|Jiang, Sha -|
|Cheng, Heng Wei|
|Hester, Patricia -|
|Hou, Jiaying -|
Submitted to: Poultry Science
Publication Type: Peer Reviewed Journal
Publication Acceptance Date: April 3, 2013
Publication Date: May 1, 2013
Repository URL: http://handle.nal.usda.gov/10113/57072
Citation: Jiang, S., Cheng, H., Hester, P.Y., Hou, J.F. 2013. Development of an enzyme-linked immunosorbent assay for detection of chicken osteocalcin and its use in evaluation of perch effects on bone remodeling in caged White Leghorns. Poultry Science. 92:1951-1961. Interpretive Summary: Osteocalcin is a sensitive biochemical marker for evaluating bone turnover in mammals. The role of osteocalcin in chickens is less clear because of a need for a chicken assay. A chicken osteocalcin assay was developed in this study. The intra- and inter-assay differences were smaller than 7% and 12%, respectively. The sensitivity of the developed osteocalcin assay was higher than a commercial rat-mid osteocalcin assay which reacts with multiple species including chickens. Exercise-associated bone remodeling was detected by using the developed assay. Data showed that at 71 week of age hens with perch access had higher concentrations of osteocalcin than hens without perches during egg laying. The results indicated that the assay is sensitive and accurate with adequate discriminatory power for measuring bone remodeling in chickens. The method may be used by egg producers to monitor chickens’ bone development associated with managements for improving chicken health.
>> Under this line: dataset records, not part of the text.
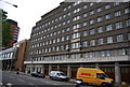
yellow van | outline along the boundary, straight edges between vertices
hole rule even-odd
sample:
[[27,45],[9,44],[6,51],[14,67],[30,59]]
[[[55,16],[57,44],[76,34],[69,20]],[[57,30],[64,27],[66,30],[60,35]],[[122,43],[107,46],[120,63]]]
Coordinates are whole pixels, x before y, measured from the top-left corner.
[[100,69],[79,68],[77,71],[77,81],[82,83],[92,84],[102,87],[109,87],[114,85],[114,79],[109,78]]

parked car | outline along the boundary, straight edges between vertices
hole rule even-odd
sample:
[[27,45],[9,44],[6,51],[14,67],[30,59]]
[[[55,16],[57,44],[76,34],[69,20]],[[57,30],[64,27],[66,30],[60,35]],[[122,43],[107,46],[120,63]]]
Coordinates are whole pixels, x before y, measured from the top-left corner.
[[69,77],[66,76],[63,72],[61,71],[51,71],[49,74],[51,79],[58,79],[58,81],[69,81]]
[[40,73],[40,72],[32,72],[32,73],[31,73],[31,76],[42,77],[42,78],[46,77],[44,74],[42,74],[42,73]]
[[114,85],[114,79],[109,78],[100,69],[79,68],[76,78],[84,84],[92,84],[101,87],[110,87]]

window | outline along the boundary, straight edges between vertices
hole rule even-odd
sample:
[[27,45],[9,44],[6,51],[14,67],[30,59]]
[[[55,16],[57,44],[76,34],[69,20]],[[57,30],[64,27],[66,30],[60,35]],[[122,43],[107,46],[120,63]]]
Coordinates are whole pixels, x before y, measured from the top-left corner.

Technical Abstract: Osteocalcin (OC) is a sensitive biochemical marker for evaluating bone turnover in mammals. The role of avian OC is less clear because of a need for a chicken assay. Our objectives were to develop an assay using indirect competitive ELISA for detecting chicken serum OC and use the assay to examine the effects of perches on bone remodeling in caged hens. Anti-chicken OC polyclonal antibody was produced by immunization of rabbits with a recombinant OC from Escherichia coli. Chicken OC extracted from bone was used as a coated protein, and purified chicken OC was used for calibration. The limit of detection of the developed OC ELISA was 0.13 ng/mL. The intra- and inter-assay CV were < 7% and < 12%, respectively. The sensitivity of the developed OC ELISA was compared with a commercial Rat-Mid OC ELISA in laying hens housed in conventional cages with or without perches. Serum samples were collected from 71-wk-old White Leghorn hens subjected to 4 treatments. Treatment 1 was control chickens that never had access to perches during their life cycle. Treatment 2 chickens had perches during the pullet phase (0 to 16.9 wk of age); whereas, treatment 3 chickens had perches only during the egg laying phase of the life cycle (17 to 71 wk of age). Treatment 4 chickens always had access to perches (0 to 71wk of age). Correlation between the 2 assays was 0.62 (P < 0.0001). Levels of serum OC using the developed chicken ELISA were higher than that detected using the Rat-Mid ELISA (P < 0.0001). Results from the chicken ELISA assay showed that hens with perch access had higher concentrations of serum OC than hens without perches during egg laying (P = 0.04). Pullet access to perches did not affect serum OC levels in 71-wk-old hens (P = 0.15). In conclusion, a chicken OC ELISA has been validated that is sensitive and accurate with adequate discriminatory power for measuring bone remodeling in chickens.